The Leo Triplet, annotated. Click on the image for a larger version, or click here for full size. |
Andres started a thread in the Pixinsight Forum back in March (see the link listed in the previous paragraph), and he's posted a number of updates to his scripts since the thread started. His scripts do two very useful things:
1) One script `plate-solves' the image. This basically means figuring what part of the sky has been captured in the image, and assigning a set of on-sky coordinates to each pixel in the image. (This is nicely described in Chapter 9 of Berry and Burnell.) By attaching metadata to the image (as part of something called the `FITS header'), the plate-solving script allows the annotation script to look at the image, and figure out the exact location (on the sky) of each pixel in the image.
2) The next script looks up objects in a set of online catalogues, and overlays symbols and coordinate lines on the image.
The whole thing is very slick, and after only one false start, I got Andres's scripts to work.

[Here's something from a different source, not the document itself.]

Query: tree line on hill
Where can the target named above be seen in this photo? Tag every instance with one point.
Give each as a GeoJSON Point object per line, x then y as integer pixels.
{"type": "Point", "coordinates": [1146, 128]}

The Annotation script overlaid the locations of objects from these three catalogues:
The Messier catalogue: This is a list of nebulous-looking objects in the sky, compiled by the 18th-century comet hunter Charles Messier. It's a list of roughly 100 bright deep-sky objects visible from mid-northern latitudes. The two big, bright galaxies in my image are Messier objects 65 and 66.
The NGC and IC catalogues: These catalogues were first compiled by J.L.E. Dreyer in the 19th century, and they list thousands of objects beyond the Messier catalogue. The great 18th-19th-century astronomer William Herschel found about 2500 of the objects that provided the initial `nucleus' of the NGC. Amazingly, Steve Gottlieb (a Bay Area observer) and others have been double-checking the NGC/IC catalogues visually!
The Principal Galaxy Catalogue: This list of about 70,000 galaxies was published by a group of French astronomers in the 1980s. Many of the faint `field galaxies' that an imager is likely to capture will turn out to have PGC designations.
Looking at my Leo Triplet image, it seems like I got pretty much all of the overlaid PGC galaxies. In other images that I've shot recently, about which more anon, the boundary between `what I got' and `what I couldn't get' occurs in the PGC galaxies. This isn't really surprising, since a large catalogue like the PGC includes objects that span a large range of apparent brightnesses. If I had more time, it would be interesting to compile lists of the PGC galaxies that I did and didn't get, so as to characterize the depth of my image. How deep can a 3-inch f/7.5 refractor with an amateur CCD camera go in a night or two? Andres's script offers a way of estimating this.
I'm pleasantly surprised at how much I enjoy looking at the image with the annotation overlays. They give me a sense of what's in this part of the sky, and somehow they add depth and richness to the image. Naturally, the `pretty picture' version of an image probably shouldn't have annotations like this on it, but it's nice to be able to make an annotated version easily. The two versions complement each other, I think.